Thursday, November 15, 2007

Key Observations - Service Reusability - Does it really work?

From my experience, on SOA projects reuse was mostly accomplished with technical services/ infrastructure services. However, it is the business service reuse that we are struggling with as the Lines of Business (LoB)/ business units feel that their sub-set of the business logic is very unique. The problem is that most of these business services are rendered non-reusable due to the fact that they include both business logic and process sequencing logic into the same code base and it is the later that is unique to the LoB and not the business logic. Also, we have achieved greater degree of reusablitiy in terms of data access and informational services and not so much business function services that are a higher level class of services.

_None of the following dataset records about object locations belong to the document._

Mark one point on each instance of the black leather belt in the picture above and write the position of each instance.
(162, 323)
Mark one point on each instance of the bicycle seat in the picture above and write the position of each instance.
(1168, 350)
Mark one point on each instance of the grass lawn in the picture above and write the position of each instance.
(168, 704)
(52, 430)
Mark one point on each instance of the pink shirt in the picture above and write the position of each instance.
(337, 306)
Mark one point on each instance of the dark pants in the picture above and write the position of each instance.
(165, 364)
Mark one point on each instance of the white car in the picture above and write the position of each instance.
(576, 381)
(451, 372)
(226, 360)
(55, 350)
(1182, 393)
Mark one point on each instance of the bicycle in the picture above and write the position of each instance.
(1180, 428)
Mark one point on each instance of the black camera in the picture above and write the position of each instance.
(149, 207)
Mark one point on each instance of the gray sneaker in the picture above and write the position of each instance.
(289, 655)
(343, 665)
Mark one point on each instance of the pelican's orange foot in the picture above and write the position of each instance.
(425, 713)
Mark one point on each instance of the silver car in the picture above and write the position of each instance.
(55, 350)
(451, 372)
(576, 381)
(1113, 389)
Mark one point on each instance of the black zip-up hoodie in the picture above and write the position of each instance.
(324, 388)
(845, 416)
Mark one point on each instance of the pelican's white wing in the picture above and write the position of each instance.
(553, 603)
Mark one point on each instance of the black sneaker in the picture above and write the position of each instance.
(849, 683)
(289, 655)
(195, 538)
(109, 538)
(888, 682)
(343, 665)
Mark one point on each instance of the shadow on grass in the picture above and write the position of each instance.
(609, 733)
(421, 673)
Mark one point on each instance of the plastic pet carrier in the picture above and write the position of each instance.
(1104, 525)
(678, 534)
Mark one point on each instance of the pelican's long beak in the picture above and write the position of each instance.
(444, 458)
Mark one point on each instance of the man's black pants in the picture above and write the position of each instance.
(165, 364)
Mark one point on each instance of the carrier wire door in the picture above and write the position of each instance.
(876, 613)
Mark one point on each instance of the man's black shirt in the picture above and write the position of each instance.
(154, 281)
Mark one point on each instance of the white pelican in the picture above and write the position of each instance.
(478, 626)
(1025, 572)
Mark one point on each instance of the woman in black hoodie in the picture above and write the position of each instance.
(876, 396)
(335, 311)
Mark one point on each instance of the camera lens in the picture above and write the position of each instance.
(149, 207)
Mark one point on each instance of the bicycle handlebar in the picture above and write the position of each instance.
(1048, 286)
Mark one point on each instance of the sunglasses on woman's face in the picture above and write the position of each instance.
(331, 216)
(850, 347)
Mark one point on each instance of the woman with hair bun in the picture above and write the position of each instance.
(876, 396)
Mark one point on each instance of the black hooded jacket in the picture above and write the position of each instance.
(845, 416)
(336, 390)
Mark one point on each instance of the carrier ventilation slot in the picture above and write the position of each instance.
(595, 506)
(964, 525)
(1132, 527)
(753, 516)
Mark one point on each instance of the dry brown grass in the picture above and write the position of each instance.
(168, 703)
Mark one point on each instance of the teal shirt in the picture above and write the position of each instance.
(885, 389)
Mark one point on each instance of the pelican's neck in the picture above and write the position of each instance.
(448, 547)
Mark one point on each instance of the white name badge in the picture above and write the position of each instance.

I would like to hear about what your experience has been with regards to service reusablity. Have you been able accomplish this.

Thanks,
surekha -

2 comments:

Lou Springer said...

Service reuse is the most successful when the focus stars with reusable underpinning services begging for standardization. Enterprises leave a lot of money and operational capability on the table by not starting here.

This has to extend beyond simple constraints on vendor package acceptance to standards governing all operational areas: configuration, deployment, backup and recovery, monitoring, operational management, etc.

Examples of where more needs to be done are centralized, homogeneous management of application server farms, database instance management and so forth. We allow a lot of non-value added diversity in these areas, where in contrast we disallow this diversity in things like acceptable network protocols, mail services, network file services and so forth.

Although focus on these issues won't implement the typical vision of SOA by itself, it will certainly form a basis for greater success based on the development of the required operational and business capabilities, such as governance, service management and technical synthesis.

Ashok Kumar said...

The problem is that services are developed as part of some application project. No matter how much attentiion is paid to make a service generic, some application specific logic creeps in, rendering a service not quite re-usable. In order to be re-usable, a service must be kept free of application or process context.